Many people suffering with migraines are being let down as the condition is not taken seriously, Natasha Asghar MS has said.
The South East Wales politician backed calls for better migraine care in Wales after meeting with patient advocates and staff from The Migraine Trust this week.
One in seven adults experience migraine. Over one million people in the UK live with chronic migraine, meaning they experience headache for at least 15 days a month for at least three months and migraine symptoms on most of these days.
The impact of migraine goes far beyond pain. Migraine can affect all areas of life, including ability to work and maintain relationships, leaving many of those affected feeling isolated.
A survey by The Migraine Trust found 29% of respondents had moved from full-time to part-time work due to their migraine and 25% had left a job as a result of it (rising to a third among those with chronic migraine). 43% felt their workplace had not believed them when they had taken sick leave due to a migraine attack and 34% had felt discriminated against at work.
For Migraine Awareness Week in September, The Migraine Trust released a report that showed how people with migraine are struggling to access appropriate diagnoses and treatments. Misunderstanding of the condition as ‘just a headache’, lack of specialist care and unequal provision of treatments means many are left struggling alone with debilitating symptoms.
In its report ‘Heading in the wrong direction’, the charity heard from many people who feel health professionals, especially in primary care, do not understand migraine. They report having their pain dismissed, being told nothing can be done for them and waiting years to access treatments. As a result, many are left feeling depressed, frustrated and unable to cope.
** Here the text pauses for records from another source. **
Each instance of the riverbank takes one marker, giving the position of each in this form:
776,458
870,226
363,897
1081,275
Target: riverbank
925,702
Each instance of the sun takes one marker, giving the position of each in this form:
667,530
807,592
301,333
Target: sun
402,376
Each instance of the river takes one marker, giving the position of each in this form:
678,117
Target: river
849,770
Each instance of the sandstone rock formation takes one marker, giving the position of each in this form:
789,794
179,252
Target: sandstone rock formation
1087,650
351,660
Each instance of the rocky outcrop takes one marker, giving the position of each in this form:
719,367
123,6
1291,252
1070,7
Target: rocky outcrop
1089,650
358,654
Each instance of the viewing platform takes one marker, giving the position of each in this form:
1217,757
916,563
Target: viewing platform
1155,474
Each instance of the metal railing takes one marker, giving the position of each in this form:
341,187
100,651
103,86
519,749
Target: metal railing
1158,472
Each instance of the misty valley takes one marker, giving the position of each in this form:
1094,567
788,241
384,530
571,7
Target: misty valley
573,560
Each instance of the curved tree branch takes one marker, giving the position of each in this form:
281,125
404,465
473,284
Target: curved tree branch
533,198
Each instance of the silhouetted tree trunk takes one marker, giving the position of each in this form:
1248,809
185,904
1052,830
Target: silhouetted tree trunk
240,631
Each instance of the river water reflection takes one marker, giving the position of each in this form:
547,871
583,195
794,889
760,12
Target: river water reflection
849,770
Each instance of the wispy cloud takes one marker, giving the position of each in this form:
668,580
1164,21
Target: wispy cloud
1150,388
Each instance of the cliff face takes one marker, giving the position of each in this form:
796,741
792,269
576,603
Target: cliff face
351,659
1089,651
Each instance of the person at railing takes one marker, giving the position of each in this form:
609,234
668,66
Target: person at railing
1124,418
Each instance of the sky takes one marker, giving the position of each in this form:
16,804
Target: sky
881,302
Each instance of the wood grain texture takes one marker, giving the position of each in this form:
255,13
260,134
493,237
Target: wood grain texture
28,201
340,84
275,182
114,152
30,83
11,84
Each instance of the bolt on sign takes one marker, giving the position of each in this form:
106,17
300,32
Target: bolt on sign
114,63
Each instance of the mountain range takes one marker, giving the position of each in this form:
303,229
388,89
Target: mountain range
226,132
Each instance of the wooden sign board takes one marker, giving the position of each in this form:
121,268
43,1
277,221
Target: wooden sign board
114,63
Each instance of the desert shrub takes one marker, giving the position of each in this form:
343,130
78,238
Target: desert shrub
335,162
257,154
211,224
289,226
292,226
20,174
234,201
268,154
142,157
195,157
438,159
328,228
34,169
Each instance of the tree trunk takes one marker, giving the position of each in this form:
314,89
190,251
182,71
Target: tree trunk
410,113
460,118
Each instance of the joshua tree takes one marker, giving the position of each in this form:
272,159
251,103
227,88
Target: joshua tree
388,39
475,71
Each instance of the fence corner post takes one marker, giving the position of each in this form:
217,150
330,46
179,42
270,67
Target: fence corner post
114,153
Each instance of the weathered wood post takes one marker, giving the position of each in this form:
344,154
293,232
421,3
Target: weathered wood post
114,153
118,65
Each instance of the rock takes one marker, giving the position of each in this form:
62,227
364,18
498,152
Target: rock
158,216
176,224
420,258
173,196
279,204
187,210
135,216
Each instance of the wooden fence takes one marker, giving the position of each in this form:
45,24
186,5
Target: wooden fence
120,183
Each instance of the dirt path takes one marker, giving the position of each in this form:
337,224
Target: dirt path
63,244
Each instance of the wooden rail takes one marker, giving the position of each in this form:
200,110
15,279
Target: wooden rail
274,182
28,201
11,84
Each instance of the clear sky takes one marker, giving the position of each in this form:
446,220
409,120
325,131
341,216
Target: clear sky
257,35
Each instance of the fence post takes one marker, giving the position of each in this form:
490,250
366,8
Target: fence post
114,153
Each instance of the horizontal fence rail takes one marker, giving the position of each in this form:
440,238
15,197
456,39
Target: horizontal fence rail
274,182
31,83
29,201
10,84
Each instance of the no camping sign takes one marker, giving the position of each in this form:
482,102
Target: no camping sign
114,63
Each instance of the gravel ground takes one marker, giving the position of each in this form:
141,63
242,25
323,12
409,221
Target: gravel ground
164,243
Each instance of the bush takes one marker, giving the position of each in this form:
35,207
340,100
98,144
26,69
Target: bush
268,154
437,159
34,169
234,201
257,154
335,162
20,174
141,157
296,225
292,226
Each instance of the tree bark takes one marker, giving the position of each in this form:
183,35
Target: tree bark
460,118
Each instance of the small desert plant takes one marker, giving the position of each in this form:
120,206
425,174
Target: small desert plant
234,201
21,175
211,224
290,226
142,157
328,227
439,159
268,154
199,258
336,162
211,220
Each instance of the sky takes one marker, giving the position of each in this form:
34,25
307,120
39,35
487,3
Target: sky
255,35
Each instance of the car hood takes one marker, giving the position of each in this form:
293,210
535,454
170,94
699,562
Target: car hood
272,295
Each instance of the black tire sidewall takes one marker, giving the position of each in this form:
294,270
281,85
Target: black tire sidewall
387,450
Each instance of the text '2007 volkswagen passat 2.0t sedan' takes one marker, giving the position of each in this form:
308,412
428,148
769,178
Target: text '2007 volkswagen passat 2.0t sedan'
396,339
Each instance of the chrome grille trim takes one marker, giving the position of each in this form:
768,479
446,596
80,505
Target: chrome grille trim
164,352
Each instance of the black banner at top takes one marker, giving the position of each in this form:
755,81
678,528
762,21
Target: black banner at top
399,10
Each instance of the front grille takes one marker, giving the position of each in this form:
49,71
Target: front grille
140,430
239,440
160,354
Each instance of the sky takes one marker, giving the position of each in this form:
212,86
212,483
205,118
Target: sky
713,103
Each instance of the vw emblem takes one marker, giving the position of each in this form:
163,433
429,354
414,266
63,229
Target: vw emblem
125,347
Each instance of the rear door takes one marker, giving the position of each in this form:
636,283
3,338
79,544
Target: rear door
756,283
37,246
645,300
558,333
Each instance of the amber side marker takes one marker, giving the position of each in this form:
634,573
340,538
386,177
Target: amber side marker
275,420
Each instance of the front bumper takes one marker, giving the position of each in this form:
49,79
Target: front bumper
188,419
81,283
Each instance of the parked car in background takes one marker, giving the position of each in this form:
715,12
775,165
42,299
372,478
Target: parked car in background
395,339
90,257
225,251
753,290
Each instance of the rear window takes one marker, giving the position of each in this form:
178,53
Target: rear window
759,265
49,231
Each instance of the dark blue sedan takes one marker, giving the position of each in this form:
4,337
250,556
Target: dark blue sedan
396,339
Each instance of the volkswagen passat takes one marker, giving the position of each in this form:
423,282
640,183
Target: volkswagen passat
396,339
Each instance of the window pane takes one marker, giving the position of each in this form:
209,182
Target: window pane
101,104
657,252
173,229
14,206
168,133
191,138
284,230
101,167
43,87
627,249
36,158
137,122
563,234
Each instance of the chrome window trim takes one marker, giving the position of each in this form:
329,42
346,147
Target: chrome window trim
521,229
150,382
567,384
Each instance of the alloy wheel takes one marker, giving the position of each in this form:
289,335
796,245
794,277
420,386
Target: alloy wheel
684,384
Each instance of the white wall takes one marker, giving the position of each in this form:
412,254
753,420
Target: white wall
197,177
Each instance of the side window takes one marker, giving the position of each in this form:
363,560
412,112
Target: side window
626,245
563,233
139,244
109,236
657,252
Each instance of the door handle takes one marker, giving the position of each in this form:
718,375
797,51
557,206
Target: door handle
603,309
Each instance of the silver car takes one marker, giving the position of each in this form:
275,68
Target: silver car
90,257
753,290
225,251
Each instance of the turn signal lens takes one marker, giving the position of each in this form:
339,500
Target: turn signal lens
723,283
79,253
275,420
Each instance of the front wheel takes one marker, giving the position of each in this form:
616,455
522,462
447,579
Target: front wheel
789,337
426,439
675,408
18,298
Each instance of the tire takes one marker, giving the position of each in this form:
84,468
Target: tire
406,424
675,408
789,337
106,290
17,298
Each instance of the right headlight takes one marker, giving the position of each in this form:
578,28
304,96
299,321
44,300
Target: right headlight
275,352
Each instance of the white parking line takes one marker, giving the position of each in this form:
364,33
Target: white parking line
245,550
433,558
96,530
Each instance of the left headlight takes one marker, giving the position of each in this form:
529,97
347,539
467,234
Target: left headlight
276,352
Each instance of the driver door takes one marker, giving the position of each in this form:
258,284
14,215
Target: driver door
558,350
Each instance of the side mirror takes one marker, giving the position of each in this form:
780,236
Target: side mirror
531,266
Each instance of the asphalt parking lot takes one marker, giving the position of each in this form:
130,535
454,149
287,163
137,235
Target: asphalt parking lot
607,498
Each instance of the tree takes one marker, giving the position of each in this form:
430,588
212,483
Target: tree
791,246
Most people who live with migraine should be successfully supported in primary care by their GP, who can diagnose migraine and advise on medication options and lifestyle adaptations. However, some will need to be referred to a healthcare professional who specialises in migraine, such as a GP with a Special Interest in headache or a neurologist. High numbers of patients reported incorrect referrals, long waiting lists for specialist support or simply that they feel dismissed.
Lisa, who lives with chronic migraine, said: “I have had migraine since I was 14 years old. My migraine started as severe but infrequent pain once or twice a month. I would vomit and have to lie in a dark room. Over the years the intensity and variety of symptoms have increased, especially after the birth of both my children. I would have around 25 migraine episodes a month. Almost daily I suffer from excruciating head pain, loss of vision and numbness on one side.
“Further, migraines are not the only challenge in my life - my 12-year old son is severely disabled and under palliative care. He requires 24-hour care and treatments. I don’t have the luxury of retiring to a dark room to wait out the migraine.
"When I went private, I was finally diagnosed with chronic migraine. It took years to get referred to the NHS migraine service, as the GP was unaware of its existence. Currently I’m having Botox via the NHS migraine clinic - it helps but only slightly. I’ve gone down from 25 migraine days a month to 11-18. I am glad that after many years of struggling I got into the migraine service, but a lot needs to improve. The impact of migraine is so much more than the pain - it affects every area of life and people living with migraine deserve so much better than the care we currently get.”
Natasha Asghar MS said: “It was very powerful to meet people impacted by migraine and hear how it disrupts their personal lives and ability to work, and the struggles too many of them have faced to secure treatment. Migraine is not being taken seriously as a health condition and many of those with the condition are clearly being let down.”
Rob Music, Chief Executive of The Migraine Trust, said: “We are pleased to have Natasha’s support in our campaign for better migraine care in Wales. We know that many people are suffering unnecessarily because of patchy GP knowledge of migraine care and long waiting lists for specialist appointments. Improvements to migraine care will have an enormous impact of many peoples’ quality of life, ability to work and wellbeing.”